Hemofili hastalarının günlük hayatının bir parçası olan ve genelde faktör uygulaması gerektirmeyen bu kanamalarda eğer kanama durdurulamazsa en kısa zamanda bir hekime başvurulmalıdır.
Genel tedbirler ve Tedavi
Kanamalara bağlı sakatlıklar, ancak erken tedavi ile önlenebileceğinden en küçük bir kanama belirtisi karşısında hasta derhal hastaneye gitmelidir. Son senelerde, gelişmiş memleketlerde ev tedavisi uygulanmakta, bir mafsal şişliği veya basitçe bir kanama durumunda hastaya derhal yoğunlaştırılmış kan pıhtılaşma faktörleri verilmektedir. Günümüzde batı ülkelerinde giderek yaygınlaşan AIDS hastalığının ve hepatit virüsünün kan nakli ile bulaştığı gözönüne alınarak, hemofili hastalarına verilecek kanların güvenilir, resmi merkezlerden temin edilmesi gereklidir.Bu hastalarda, mümkün olduğunca kas içine iğne zerkinden kaçınılmalıdır. Aspirin, kanama tehlikesini arttırdığından yasaktır.

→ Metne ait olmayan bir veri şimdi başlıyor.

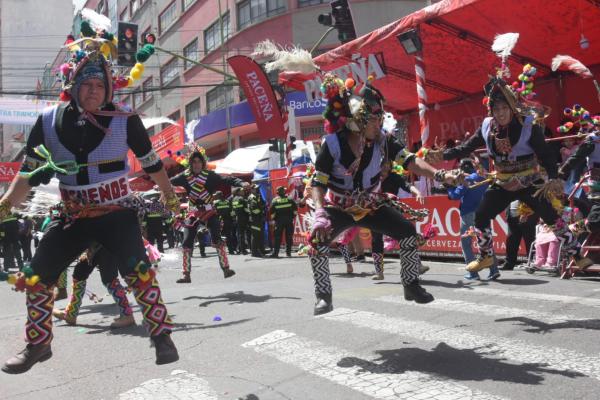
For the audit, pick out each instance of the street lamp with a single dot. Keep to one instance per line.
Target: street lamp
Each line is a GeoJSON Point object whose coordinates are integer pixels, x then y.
{"type": "Point", "coordinates": [410, 41]}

Mafsal içi kanaması veya kas içi kanaması durumunda mutlaka hekim müdahalesi gereklidir. Fazla geniş olmayan sathi kesikler ve çiziklerde 5-10 dakika kadar baskı uygulamak kanamanın durmasına yetebilir.
Gelişmiş ülkelerde hastalar için özel okul, kurum ve tedavi merkezleri vardır. Ülkemizde de "Türk Hemofili Cemiyeti" faaliyet göstermektedir. Hasta, sahil yerde oturmalı, kemik suyu ve paça suyu içmeli, taze buğday, çavdar ve bulgur yemelidir. Mısır yasaktır. Taze ıspanak, sirkeli salata, ahududu, limon, portakal, ekşi elma yemelidir. Konserve, turşu yasaktır. Su ve herşeyi az içmelidir. Burun kanamasında başı geriye eğmelidir. Bir pamuğa kan pıhtılaştırıcı toz serpip burun deliğine sokmalıdır. Deri kanamalarında, deri önce tuzlu su ile yıkanıp temizlenir, sonra "Thrombax Roussel" ilacından elde edilen sıvı çözelti ile ıslatılan pamuk veya gazlıbez kanayan yere konur. K vitamini de faydalıdır.
Hemofili Nedir ?
Kanın pıhtılaşma sisteminde rol alan Faktör VIII ve IX'un kalıtsal olarak eksikliği, yokluğu veya işlevinin bozuk olması sonucu ortaya çıkan, genetik geçiş gösteren kronik komplike bir hastalıktır. Bu günkü anlamda Hemofili. 1920 yılında tanımlanmış ve 1937'de patogenezi belirlenmiştir. Hemofili sıklığı; ülkeler arasında tipleri değişiklik göstermekle beraber 10.000 erkek doğumda 1'dir. Coğrafi ve etnik bir farklılık bilinmemektedir.Genetik Geçiş Hastalığa ait kusurlu gen, X kromozomunun uzun kolunda bulunur. Gen 1980'li yıllarda belirlenmiş ve geçen sürede hastalığı taşıyan anneler ve hasta erkek çocukların kromozom analizleri sonucu hastalığa ait genetik mutasyonların ayırımı yapılmıştır. Hemofili, X'e bağlı resesif geçiş gösterir. Bu nedenle bozuk geni taşıyan erkek çocuklar hasta, kız çocuklar ise taşıyıcı olurlar.